An unpleasant example of cross-contamination
After reading this article, you will not be able to unknow what you are about to learn. So proceed with caution. Here is the startling truth: unless your cleaning company has a standard process for cleaning combined with a quality training program, the rags used to clean the bathrooms may be used to clean your desk.
How does this happen? How could someone violate the number one rule of cross-contamination? This can occur quite easily. The cleaner pushes around a janitor’s cart with rags and chemicals stored in the tray. As they move around the building, they pick the necessary chemicals, grab a rag, and start cleaning. If your office is cleaned after a bathroom, and there is no system for rag usage, then your desk may get cleaned with the same rag recently used to wipe down a urinal. Gross, right?
How can this be prevented? What systems need to be in place to avoid this cross-contamination problem? Your cleaning vendor should have the following three processes in place.
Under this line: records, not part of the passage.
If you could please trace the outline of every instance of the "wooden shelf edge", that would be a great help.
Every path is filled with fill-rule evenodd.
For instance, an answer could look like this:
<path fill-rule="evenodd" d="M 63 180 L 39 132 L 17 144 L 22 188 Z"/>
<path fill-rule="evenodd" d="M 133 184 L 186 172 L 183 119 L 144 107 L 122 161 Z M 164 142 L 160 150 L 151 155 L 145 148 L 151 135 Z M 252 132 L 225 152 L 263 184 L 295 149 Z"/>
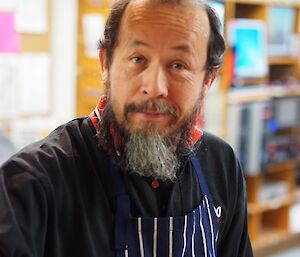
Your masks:
<path fill-rule="evenodd" d="M 236 4 L 251 4 L 251 5 L 265 5 L 268 4 L 267 1 L 263 1 L 263 0 L 235 0 L 233 1 Z"/>
<path fill-rule="evenodd" d="M 300 96 L 300 85 L 286 86 L 248 86 L 229 91 L 228 103 L 245 103 L 253 101 L 269 100 L 275 97 Z"/>
<path fill-rule="evenodd" d="M 265 174 L 271 174 L 276 172 L 282 172 L 283 170 L 293 170 L 298 166 L 298 158 L 289 159 L 284 162 L 270 163 L 265 170 Z"/>
<path fill-rule="evenodd" d="M 286 196 L 271 199 L 262 203 L 248 203 L 248 214 L 255 215 L 266 211 L 278 210 L 281 207 L 293 204 L 296 201 L 296 193 L 291 192 Z"/>
<path fill-rule="evenodd" d="M 255 257 L 265 257 L 300 245 L 300 233 L 269 231 L 263 233 L 261 240 L 252 242 Z"/>
<path fill-rule="evenodd" d="M 298 58 L 293 56 L 270 56 L 270 65 L 296 65 Z"/>

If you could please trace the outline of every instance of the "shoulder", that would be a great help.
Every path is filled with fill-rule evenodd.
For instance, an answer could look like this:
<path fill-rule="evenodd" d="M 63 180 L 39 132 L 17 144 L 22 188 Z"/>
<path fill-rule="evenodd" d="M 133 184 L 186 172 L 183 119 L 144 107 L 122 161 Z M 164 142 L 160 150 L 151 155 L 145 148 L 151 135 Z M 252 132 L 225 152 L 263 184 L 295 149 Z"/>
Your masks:
<path fill-rule="evenodd" d="M 100 181 L 99 169 L 105 170 L 106 163 L 89 118 L 75 119 L 7 160 L 0 167 L 0 191 L 4 187 L 8 194 L 44 195 L 51 203 L 56 199 L 62 210 L 66 199 L 103 190 L 107 178 L 102 171 Z"/>
<path fill-rule="evenodd" d="M 213 161 L 226 165 L 237 164 L 237 158 L 232 147 L 224 139 L 209 132 L 203 133 L 197 149 L 199 158 L 207 162 Z"/>
<path fill-rule="evenodd" d="M 208 180 L 232 188 L 243 179 L 239 161 L 232 147 L 222 138 L 204 132 L 196 152 Z M 227 183 L 231 183 L 231 185 Z M 228 189 L 226 187 L 226 189 Z"/>
<path fill-rule="evenodd" d="M 232 147 L 223 139 L 210 132 L 204 131 L 203 136 L 201 138 L 201 144 L 205 144 L 207 147 L 211 149 L 226 149 L 232 151 Z"/>
<path fill-rule="evenodd" d="M 84 141 L 88 134 L 95 135 L 95 133 L 88 117 L 77 118 L 62 124 L 53 130 L 47 137 L 29 145 L 27 149 L 25 149 L 28 150 L 28 148 L 36 147 L 43 149 L 46 146 L 59 146 L 61 148 L 65 147 L 69 149 L 69 146 Z"/>
<path fill-rule="evenodd" d="M 219 190 L 232 190 L 233 184 L 238 183 L 243 176 L 232 147 L 222 138 L 208 132 L 204 132 L 198 143 L 196 155 L 208 183 L 217 186 Z"/>
<path fill-rule="evenodd" d="M 43 178 L 49 172 L 59 172 L 63 166 L 74 163 L 83 149 L 87 148 L 85 145 L 89 137 L 93 137 L 88 122 L 88 118 L 83 117 L 59 126 L 44 139 L 14 154 L 0 170 L 7 178 L 21 173 L 27 173 L 27 177 Z"/>

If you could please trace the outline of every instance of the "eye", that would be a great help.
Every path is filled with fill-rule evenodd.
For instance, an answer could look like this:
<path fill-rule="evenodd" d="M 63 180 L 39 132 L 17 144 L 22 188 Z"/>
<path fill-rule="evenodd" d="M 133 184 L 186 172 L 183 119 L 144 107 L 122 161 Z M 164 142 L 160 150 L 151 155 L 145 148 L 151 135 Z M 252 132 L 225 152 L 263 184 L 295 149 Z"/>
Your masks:
<path fill-rule="evenodd" d="M 142 62 L 145 61 L 145 59 L 142 58 L 142 57 L 139 57 L 139 56 L 135 56 L 135 57 L 132 57 L 132 58 L 131 58 L 131 61 L 132 61 L 133 63 L 142 63 Z"/>
<path fill-rule="evenodd" d="M 171 68 L 176 69 L 176 70 L 184 70 L 184 69 L 186 69 L 186 66 L 183 65 L 182 63 L 176 62 L 171 65 Z"/>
If more than one person is needed to clean your facility, it often makes sense for one person to take care of offices while another handles restrooms, breakrooms, and other common areas. Even with one cleaner, there should be a clear distinction in the cleaning route between the restrooms and the other areas. Ideally, there is a separate cart used for restrooms and breakrooms. This does not eliminate our cross-contamination problem, but it is a move in the right direction.
A cleaning company should have a system for rags, where specific rags have certain usage. For instance, some companies have color-coded microfiber rags. Rags of a specific color (red, for example) are only used on restroom fixtures. Other rags are used in offices, breakrooms, and common areas. Some companies might use paper towels or disposable rags in the restroom areas. This too prevents cross-contamination. The methods may vary, but the goal should be the same: specific rags for specific areas.
New Cleaner Training
Finally, a janitorial company should have a thorough training process so new cleaners understand the methods used to prevent cross-contamination. Cleaning routes, separate carts, and a system for rags don’t do any good without a cleaner implementing it. Training is critical, particularly in the first few weeks on the job. Ensure your cleaning vendor has a combination of new-hire orientation, on-the-job training, and supervisor follow-up. A solid training program and good cross-contamination systems will prevent the above unpleasant scenario.
In closing, because the barrier to entry is very low for starting a janitorial company, the market can become flooded with vendors that may not have the abovementioned processes in place. Before selecting a janitorial vendor, make sure to ask them about their processes, or you might be unpleasantly surprised!